Methods: Postmenopausal pts with advanced ER+, HER2– BC receive daily oral LEE (3-wks-on/1-wk-off; A1) or BYL (continuous; A2), plus fixed, daily LET (2.5 mg, continuous) in 28-day cycles. Primary objective: determine the MTD and/or RP2D of each combination. A Bayesian Logistic Regression Model using the escalation with overdose control principle and real-time PK guide dose escalation. Secondary objectives: safety, PK, and preliminary efficacy. Potential biomarkers that are predictive of response are also being assessed by next-generation sequencing of tumor samples.
Results: As of March 28, 2014, 10 pts received 600 mg LEE plus LET (A1), and 7 pts 300 mg BYL plus LET (A2). At study entry, all pts had stage IV disease; number of prior endocrine regimens for advanced disease was: 0–1 (47%); 2–3 (35%); 4–5 (18%); 35% of pts had previously received PI3K/AKT/mTOR pathway inhibitors for advanced disease. Of the 15 pts evaluable for dose determination (10 in A1 and 5 in A2), 1 dose-limiting toxicity was observed (A1: Grade [G]4 neutropenia; data cut-off: May 15). Most common (all grade >30%) study drug-related AEs (all grade/G3–4) were: A1: neutropenia (90%/50%) and nausea (40%/0%); A2: hyperglycemia (57%/14%), decreased appetite, diarrhea, and nausea (43%/0% each). PK of LEE and BYL on Days 1 and 21, and LET on Day 1, are comparable with historic single-agent data. PK of LET at steady state is being evaluated. In A1, of 6 pts with known response, 1 pt had a PR, 2 pts had SD, 1 pt without measurable disease had NCRNPD, and 2 pts had PD. In A2, of 5 pts with known response, 2 pts had SD, and 3 pts had NCRNPD. Biomarker analysis showed that 2 pts in A2 with SD who are still on study (1 with 25% tumor shrinkage) had PIK3CA mutations.

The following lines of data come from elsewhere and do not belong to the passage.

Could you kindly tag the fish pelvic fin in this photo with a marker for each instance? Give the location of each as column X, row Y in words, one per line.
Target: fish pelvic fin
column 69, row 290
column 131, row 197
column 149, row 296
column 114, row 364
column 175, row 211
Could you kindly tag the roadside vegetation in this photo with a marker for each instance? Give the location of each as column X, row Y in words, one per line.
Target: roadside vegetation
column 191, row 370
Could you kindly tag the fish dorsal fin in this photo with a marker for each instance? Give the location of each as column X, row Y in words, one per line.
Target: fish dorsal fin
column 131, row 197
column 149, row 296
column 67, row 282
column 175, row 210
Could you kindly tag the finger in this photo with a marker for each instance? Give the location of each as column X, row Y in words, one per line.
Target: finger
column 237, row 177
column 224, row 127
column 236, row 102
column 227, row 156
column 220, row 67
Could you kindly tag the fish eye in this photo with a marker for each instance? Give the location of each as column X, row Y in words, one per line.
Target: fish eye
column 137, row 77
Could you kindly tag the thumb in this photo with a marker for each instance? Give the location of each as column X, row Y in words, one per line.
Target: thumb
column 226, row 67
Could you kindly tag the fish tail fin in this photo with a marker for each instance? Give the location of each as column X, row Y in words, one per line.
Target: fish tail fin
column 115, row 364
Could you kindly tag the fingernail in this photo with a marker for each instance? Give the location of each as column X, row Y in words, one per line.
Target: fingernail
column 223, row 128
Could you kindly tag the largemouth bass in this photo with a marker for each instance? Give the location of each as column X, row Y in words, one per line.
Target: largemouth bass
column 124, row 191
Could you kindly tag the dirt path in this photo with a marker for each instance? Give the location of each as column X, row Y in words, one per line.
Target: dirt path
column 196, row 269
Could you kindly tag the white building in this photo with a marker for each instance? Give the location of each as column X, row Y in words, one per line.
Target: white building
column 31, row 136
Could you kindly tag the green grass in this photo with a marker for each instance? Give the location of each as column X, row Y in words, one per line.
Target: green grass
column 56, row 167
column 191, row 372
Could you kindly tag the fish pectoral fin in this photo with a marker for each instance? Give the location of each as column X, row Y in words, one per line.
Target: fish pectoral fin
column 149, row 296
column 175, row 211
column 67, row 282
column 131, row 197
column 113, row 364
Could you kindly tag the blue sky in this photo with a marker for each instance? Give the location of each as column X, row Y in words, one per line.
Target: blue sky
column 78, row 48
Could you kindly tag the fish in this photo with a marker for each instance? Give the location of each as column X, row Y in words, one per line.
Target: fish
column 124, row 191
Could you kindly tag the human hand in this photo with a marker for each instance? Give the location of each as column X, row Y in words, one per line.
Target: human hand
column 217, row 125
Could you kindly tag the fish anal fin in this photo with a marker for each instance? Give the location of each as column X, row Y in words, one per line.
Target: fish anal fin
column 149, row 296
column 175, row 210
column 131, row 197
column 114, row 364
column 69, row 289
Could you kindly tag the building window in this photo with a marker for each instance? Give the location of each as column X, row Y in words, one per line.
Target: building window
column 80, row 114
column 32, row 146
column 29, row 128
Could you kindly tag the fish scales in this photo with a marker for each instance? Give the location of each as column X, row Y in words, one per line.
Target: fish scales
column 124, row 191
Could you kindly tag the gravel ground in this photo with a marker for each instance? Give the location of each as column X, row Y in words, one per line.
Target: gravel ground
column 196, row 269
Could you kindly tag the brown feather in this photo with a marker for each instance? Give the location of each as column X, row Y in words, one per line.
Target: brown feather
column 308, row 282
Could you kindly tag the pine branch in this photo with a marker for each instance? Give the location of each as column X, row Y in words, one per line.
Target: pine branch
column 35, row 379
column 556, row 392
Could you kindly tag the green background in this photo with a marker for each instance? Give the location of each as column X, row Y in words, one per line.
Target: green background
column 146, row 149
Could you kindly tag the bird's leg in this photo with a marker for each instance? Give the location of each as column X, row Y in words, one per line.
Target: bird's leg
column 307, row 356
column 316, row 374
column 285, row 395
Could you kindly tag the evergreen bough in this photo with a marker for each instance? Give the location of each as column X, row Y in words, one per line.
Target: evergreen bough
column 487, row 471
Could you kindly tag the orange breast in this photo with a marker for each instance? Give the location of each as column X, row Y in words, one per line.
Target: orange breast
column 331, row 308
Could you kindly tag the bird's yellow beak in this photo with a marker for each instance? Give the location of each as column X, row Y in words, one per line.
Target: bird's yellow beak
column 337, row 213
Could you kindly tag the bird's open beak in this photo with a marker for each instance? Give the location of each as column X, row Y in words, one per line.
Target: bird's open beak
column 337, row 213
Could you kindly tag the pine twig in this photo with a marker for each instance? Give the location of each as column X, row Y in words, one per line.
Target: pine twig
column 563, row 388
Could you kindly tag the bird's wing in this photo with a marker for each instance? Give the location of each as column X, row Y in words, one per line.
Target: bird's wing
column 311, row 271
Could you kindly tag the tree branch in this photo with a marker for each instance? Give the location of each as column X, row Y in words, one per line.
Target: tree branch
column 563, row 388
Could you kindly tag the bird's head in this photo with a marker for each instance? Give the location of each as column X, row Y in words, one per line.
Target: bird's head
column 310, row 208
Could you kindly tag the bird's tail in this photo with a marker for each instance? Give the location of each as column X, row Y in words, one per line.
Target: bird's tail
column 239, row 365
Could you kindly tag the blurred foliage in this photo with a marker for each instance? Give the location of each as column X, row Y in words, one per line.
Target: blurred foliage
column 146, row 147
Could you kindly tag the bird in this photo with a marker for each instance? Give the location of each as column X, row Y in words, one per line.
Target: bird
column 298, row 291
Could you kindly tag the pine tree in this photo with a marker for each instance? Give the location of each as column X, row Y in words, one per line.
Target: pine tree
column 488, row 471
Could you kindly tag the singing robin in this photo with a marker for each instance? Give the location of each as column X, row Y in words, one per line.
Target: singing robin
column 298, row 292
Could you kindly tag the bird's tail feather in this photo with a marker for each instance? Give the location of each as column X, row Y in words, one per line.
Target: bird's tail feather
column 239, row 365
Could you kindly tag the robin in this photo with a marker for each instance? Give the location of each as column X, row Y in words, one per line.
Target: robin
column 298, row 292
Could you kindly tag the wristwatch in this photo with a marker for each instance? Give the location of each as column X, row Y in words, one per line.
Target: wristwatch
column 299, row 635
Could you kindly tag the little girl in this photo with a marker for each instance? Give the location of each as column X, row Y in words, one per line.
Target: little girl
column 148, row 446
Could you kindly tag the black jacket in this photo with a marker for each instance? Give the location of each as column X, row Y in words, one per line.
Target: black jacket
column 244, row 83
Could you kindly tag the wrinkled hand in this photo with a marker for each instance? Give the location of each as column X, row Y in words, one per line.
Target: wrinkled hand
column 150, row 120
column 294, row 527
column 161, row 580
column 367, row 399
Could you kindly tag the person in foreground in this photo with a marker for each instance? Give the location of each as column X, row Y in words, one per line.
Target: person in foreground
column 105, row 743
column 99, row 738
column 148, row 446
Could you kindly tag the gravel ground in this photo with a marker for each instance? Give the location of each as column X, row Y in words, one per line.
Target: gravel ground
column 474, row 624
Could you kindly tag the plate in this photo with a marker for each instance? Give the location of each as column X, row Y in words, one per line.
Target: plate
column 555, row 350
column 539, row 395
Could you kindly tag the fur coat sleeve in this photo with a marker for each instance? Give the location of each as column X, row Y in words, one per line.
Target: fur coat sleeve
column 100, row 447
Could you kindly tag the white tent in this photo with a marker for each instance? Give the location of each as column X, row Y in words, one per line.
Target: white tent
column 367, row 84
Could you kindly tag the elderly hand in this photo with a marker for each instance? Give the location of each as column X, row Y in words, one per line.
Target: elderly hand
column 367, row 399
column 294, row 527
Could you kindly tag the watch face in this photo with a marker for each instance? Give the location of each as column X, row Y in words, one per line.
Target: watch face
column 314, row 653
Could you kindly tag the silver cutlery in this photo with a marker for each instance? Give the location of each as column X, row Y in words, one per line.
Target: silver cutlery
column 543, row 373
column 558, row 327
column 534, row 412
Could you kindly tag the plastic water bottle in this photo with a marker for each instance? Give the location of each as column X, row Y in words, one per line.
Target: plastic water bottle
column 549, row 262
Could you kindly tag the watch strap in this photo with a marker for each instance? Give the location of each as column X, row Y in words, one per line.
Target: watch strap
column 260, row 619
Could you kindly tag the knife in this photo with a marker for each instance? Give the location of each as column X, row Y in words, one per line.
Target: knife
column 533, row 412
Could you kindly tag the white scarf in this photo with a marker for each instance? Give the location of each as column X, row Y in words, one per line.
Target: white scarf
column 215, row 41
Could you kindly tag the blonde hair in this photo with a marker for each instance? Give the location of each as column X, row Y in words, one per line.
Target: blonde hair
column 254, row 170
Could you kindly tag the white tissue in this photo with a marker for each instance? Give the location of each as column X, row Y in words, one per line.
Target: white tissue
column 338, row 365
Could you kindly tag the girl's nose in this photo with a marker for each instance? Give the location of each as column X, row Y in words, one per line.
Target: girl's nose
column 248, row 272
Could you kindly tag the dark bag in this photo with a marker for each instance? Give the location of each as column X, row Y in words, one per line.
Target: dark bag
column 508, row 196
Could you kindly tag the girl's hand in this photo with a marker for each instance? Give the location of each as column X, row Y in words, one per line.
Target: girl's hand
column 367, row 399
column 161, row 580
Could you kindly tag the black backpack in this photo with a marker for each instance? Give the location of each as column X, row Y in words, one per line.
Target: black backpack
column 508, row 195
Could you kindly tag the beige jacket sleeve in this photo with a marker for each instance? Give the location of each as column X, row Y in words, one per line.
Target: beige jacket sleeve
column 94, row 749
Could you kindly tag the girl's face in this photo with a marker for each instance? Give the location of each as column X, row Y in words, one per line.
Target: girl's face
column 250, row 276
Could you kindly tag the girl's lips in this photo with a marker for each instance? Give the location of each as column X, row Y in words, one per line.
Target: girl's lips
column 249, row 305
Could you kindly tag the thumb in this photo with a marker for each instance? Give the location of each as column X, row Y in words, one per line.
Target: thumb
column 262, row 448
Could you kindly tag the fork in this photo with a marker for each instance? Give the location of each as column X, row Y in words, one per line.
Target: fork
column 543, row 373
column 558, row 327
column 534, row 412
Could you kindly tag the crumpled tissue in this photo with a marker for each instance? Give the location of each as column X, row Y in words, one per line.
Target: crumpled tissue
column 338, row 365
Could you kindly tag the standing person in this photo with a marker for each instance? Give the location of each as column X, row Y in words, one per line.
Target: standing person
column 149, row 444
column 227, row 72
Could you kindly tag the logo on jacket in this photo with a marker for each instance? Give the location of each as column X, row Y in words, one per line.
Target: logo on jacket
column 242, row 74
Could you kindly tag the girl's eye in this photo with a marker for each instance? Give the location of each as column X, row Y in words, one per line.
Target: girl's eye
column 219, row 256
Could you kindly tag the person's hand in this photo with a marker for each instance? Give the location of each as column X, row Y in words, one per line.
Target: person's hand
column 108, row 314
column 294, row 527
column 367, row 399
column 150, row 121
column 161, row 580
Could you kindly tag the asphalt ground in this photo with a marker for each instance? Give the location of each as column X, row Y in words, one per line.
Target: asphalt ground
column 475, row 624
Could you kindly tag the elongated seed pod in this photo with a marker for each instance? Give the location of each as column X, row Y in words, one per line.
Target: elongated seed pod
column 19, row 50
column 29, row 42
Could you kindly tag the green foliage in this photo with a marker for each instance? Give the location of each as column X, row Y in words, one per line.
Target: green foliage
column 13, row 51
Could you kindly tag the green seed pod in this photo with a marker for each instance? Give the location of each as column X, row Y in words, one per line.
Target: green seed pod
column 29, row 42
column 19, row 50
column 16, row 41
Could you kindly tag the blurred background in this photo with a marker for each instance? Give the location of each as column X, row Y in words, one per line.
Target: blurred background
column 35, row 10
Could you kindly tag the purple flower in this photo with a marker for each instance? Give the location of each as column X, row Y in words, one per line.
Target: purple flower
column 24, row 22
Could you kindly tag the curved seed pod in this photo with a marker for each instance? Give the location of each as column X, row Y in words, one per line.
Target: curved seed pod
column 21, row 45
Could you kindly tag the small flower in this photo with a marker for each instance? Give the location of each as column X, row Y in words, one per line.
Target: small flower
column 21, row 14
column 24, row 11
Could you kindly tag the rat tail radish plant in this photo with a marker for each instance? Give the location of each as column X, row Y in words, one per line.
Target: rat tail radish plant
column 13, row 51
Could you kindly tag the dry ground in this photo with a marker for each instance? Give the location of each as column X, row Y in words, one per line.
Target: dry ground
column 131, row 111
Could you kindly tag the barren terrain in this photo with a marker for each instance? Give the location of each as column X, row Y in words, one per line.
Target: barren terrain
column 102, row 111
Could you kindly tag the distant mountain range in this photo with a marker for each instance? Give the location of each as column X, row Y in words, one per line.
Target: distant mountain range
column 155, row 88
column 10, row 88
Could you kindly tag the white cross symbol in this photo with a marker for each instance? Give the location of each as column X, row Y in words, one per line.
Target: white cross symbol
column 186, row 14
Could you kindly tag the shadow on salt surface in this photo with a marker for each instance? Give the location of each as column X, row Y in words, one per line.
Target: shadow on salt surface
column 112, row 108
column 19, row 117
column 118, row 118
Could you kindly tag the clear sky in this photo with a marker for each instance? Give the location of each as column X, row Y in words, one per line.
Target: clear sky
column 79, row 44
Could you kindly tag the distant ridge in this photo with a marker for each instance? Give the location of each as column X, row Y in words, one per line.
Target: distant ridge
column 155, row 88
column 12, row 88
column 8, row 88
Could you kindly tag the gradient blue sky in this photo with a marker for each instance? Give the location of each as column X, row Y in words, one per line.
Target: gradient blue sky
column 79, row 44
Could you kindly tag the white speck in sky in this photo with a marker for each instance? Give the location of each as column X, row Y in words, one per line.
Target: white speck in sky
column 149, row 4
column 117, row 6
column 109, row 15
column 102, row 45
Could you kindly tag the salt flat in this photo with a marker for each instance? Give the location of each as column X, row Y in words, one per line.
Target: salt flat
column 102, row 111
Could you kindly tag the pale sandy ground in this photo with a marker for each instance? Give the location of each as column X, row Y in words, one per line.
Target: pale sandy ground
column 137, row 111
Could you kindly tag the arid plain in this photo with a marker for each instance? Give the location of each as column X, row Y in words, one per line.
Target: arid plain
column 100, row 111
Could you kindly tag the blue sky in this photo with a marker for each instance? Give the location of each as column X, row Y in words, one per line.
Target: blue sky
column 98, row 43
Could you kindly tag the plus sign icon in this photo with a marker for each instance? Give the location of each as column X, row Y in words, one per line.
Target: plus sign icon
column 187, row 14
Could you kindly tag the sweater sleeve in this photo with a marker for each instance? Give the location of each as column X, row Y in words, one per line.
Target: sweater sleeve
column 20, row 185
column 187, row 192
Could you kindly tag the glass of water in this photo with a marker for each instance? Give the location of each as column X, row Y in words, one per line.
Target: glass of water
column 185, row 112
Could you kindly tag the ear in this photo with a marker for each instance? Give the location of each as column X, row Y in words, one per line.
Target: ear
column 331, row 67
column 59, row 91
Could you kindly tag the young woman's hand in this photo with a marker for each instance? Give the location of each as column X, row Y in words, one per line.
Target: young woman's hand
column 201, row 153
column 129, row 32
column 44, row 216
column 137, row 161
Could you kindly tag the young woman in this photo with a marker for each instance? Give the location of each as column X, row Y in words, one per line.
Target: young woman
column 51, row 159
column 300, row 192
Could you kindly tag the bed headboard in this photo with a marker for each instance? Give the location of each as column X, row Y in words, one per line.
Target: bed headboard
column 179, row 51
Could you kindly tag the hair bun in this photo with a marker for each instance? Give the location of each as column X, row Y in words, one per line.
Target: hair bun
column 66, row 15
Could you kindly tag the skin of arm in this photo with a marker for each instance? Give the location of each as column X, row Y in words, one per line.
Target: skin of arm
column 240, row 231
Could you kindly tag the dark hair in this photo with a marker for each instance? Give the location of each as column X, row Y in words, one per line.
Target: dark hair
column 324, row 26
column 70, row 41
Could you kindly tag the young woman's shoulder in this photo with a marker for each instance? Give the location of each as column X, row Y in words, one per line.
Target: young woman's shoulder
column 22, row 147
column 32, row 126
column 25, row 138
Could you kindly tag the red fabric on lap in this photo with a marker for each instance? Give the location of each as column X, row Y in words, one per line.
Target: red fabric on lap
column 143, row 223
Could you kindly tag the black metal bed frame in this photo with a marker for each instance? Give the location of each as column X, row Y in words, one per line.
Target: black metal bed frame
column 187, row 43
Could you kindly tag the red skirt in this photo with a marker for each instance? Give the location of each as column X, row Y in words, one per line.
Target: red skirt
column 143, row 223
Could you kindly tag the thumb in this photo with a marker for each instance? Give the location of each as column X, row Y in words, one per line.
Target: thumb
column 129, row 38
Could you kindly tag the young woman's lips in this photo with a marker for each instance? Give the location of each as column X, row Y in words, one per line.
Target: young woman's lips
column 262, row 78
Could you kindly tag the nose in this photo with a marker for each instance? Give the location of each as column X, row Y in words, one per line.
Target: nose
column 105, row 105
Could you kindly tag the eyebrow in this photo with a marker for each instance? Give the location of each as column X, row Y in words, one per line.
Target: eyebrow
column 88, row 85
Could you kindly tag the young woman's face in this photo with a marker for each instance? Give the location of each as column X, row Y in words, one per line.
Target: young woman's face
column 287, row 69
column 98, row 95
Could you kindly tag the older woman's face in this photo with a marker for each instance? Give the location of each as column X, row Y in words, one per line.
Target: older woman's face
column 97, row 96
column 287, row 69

Conclusion: LET plus LEE or BYL had an acceptable safety profile and preliminary clinical activity in pts with ER+/HER2– advanced BC. Dose escalation continues, and upon determination of the MTD/RP2D in A1 and A2, enrollment into A3 (LEE + BYL + LET) will begin to determine the MTD/RP2D. Genetic alterations in PIK3CA were observed in A2. Analysis of baseline aberrations in the cyclin D–CDK4/6–INK4–Rb pathway in A1 and A3 are ongoing and will be updated. The Ph II part of the trial will compare LET plus LEE or BYL with the triple combination.
Citation Format: Dejan Juric, Erika Hamilton, Laura Garcia Estévez, Richard H De Boer, Ingrid Mayer, Mario Campone, Shizuka Asano, Suraj Bhansali, Vickie Zhang, Becker Hewes, Pamela Munster. Phase Ib/II study of LEE011 and BYL719 and letrozole in ER+, HER2– breast cancer: Safety, preliminary efficacy and molecular analysis [abstract]. In: Proceedings of the Thirty-Seventh Annual CTRC-AACR San Antonio Breast Cancer Symposium: 2014 Dec 9-13; San Antonio, TX. Philadelphia (PA): AACR; Cancer Res 2015;75(9 Suppl):Abstract nr P5-19-24.